The Beets, “Don’t Fit in My Head” b/w “It’s Okay to Lose”
The Beets are quickly becoming Agit darlings with infinite spins of their long-winded debut album. Keeping in that tradition, this little treat is the perfect companion. Not exactly sure if this is hi-fi for them or if the A-side is just a tad more buoyant? Their sneering and sing-alongs bode well with the Slay Tracks-era Pavement guitar sketches. On the B-side, it’s as if Malkmus was hep with slow-motion Texas psych, the Modern Lovers and the Troggs. I hear all these things, but I also hear the distinctive collection of voices that make these tunes buzz.

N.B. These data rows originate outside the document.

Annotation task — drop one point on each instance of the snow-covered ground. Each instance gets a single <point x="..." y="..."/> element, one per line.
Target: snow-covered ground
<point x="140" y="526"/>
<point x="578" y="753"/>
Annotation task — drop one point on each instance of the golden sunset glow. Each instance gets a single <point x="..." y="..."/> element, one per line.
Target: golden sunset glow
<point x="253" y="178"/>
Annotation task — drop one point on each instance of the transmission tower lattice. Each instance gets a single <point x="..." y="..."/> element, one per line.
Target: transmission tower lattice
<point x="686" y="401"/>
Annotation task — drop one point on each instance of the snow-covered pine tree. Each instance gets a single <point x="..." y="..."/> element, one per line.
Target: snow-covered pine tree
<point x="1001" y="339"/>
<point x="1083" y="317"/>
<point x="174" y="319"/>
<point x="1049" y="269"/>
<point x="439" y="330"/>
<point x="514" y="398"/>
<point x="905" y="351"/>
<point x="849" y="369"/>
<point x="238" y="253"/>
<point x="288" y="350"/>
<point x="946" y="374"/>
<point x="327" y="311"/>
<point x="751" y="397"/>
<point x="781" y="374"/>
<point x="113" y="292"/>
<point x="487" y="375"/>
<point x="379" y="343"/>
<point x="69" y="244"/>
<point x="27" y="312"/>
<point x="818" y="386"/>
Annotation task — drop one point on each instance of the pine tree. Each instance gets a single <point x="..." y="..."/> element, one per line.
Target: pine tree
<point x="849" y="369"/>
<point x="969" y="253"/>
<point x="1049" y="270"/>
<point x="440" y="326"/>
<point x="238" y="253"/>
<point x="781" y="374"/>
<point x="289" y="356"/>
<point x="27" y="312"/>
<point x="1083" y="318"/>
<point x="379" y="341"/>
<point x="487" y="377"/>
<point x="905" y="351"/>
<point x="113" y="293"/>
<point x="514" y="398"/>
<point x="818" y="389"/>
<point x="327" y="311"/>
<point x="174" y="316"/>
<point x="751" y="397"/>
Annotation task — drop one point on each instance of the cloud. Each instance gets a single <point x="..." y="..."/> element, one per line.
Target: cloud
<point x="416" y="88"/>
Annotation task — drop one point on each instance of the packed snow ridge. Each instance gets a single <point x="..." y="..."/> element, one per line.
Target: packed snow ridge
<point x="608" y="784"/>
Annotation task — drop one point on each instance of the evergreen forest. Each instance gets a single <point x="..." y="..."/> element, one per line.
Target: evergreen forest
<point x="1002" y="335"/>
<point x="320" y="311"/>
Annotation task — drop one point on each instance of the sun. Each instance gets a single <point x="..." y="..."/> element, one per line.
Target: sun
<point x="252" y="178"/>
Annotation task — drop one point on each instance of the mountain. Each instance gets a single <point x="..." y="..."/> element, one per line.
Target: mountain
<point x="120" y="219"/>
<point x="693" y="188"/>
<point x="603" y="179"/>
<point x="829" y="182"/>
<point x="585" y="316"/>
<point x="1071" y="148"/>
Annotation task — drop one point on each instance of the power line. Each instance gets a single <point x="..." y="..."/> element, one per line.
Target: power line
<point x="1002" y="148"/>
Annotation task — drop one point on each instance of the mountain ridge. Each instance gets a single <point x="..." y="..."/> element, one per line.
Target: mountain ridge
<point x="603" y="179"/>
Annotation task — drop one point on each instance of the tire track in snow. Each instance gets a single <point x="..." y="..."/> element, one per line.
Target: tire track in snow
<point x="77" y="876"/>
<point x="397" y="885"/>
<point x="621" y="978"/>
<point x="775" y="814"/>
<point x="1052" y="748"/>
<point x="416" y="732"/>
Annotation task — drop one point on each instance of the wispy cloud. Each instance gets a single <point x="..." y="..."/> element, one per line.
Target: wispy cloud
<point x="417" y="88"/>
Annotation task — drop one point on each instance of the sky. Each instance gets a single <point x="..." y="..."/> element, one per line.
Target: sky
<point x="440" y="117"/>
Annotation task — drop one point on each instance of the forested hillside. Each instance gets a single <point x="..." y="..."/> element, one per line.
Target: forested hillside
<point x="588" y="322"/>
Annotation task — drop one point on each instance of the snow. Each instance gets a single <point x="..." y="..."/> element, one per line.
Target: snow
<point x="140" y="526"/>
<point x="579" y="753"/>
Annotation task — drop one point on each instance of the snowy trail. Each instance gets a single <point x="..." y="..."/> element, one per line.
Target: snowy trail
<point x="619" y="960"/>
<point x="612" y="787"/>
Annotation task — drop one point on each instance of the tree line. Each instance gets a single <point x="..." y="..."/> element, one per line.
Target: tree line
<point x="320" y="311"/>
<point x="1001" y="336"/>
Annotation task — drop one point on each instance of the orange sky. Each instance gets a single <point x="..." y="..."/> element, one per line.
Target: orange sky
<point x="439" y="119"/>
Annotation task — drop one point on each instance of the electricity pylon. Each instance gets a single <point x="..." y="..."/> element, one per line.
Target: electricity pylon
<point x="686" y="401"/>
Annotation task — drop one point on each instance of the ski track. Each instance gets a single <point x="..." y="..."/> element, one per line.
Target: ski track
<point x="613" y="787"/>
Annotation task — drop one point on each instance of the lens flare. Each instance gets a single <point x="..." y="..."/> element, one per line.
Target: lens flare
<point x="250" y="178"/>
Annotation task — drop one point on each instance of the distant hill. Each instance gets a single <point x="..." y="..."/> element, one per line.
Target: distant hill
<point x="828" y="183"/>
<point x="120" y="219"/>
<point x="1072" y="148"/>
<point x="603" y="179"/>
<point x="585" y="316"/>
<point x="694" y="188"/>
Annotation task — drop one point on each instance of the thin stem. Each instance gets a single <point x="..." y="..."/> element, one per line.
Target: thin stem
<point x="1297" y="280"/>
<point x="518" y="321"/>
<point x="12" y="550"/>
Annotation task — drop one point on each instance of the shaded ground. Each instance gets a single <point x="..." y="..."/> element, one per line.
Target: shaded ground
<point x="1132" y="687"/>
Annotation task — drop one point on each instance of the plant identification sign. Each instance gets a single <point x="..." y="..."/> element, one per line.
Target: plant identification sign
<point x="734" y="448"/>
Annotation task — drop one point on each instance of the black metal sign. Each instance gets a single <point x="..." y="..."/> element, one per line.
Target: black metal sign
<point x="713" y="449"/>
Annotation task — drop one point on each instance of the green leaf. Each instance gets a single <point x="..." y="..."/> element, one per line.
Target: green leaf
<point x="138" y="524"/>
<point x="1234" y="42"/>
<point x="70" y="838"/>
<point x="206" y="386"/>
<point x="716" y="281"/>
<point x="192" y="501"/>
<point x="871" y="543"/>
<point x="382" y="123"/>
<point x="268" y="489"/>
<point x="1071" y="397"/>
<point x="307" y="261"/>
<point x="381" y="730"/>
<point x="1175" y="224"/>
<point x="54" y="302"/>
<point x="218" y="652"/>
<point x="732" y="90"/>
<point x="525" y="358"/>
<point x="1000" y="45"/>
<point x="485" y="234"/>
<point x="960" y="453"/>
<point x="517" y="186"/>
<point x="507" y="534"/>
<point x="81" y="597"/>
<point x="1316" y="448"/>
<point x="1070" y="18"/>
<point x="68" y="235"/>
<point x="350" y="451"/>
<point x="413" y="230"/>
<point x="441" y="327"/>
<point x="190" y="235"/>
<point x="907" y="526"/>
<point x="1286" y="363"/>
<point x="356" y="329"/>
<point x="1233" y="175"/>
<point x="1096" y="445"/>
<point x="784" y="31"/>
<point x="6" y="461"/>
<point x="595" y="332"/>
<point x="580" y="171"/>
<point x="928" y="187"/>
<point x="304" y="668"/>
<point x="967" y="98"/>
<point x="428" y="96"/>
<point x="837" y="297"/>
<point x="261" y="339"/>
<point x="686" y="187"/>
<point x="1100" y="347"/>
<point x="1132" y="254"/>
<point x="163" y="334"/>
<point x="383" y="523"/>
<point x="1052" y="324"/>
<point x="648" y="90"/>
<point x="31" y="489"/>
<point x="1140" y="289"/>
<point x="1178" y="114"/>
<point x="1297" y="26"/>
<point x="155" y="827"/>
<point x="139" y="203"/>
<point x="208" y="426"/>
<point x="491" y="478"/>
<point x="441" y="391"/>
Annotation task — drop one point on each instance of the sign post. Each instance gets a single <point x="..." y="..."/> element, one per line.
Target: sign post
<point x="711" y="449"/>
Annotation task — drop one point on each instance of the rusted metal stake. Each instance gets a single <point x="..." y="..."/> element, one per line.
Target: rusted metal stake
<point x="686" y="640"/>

German Measles, Demos Sorry cassette
These guys make the Beets look sophisticated. Coming from the same casual party-punk soiree inhabited by caUSE co-Motion and Nodzzz, the German Measles are nerd-chic amateurs who know their way around a Dead Milkman/Beat Happening/King Kong menage, but act the auteur when it comes to presenting a cassette of anti-pretentious high comedy in the guise of goofballs who could pass as the members of Y&T in the “Summertime Girls” video. I’m getting smitten for this varietal of Monkees-esque, anyone-can-start-a-band irony. Songs like “Moscoe Street,” about their favorite coin-accepting dive bar, and “Japanese Beetles,” sung in the narrative of rose-killing insects, have the makings of anthems but instead bop in and out with as much craft as they likely apply to their laundry. This has definitely been done before, and will likely keep going past their eventual expiration, as this is ephemera, not life-lasting music. And it’s also likely if you asked them they could care less about getting out of Bruar Falls, let alone Brooklyn. Either or, I adore them. Captured Tracks take note: there’s a Columbus band (Tree of Snakes) who were doing this shtick years ago.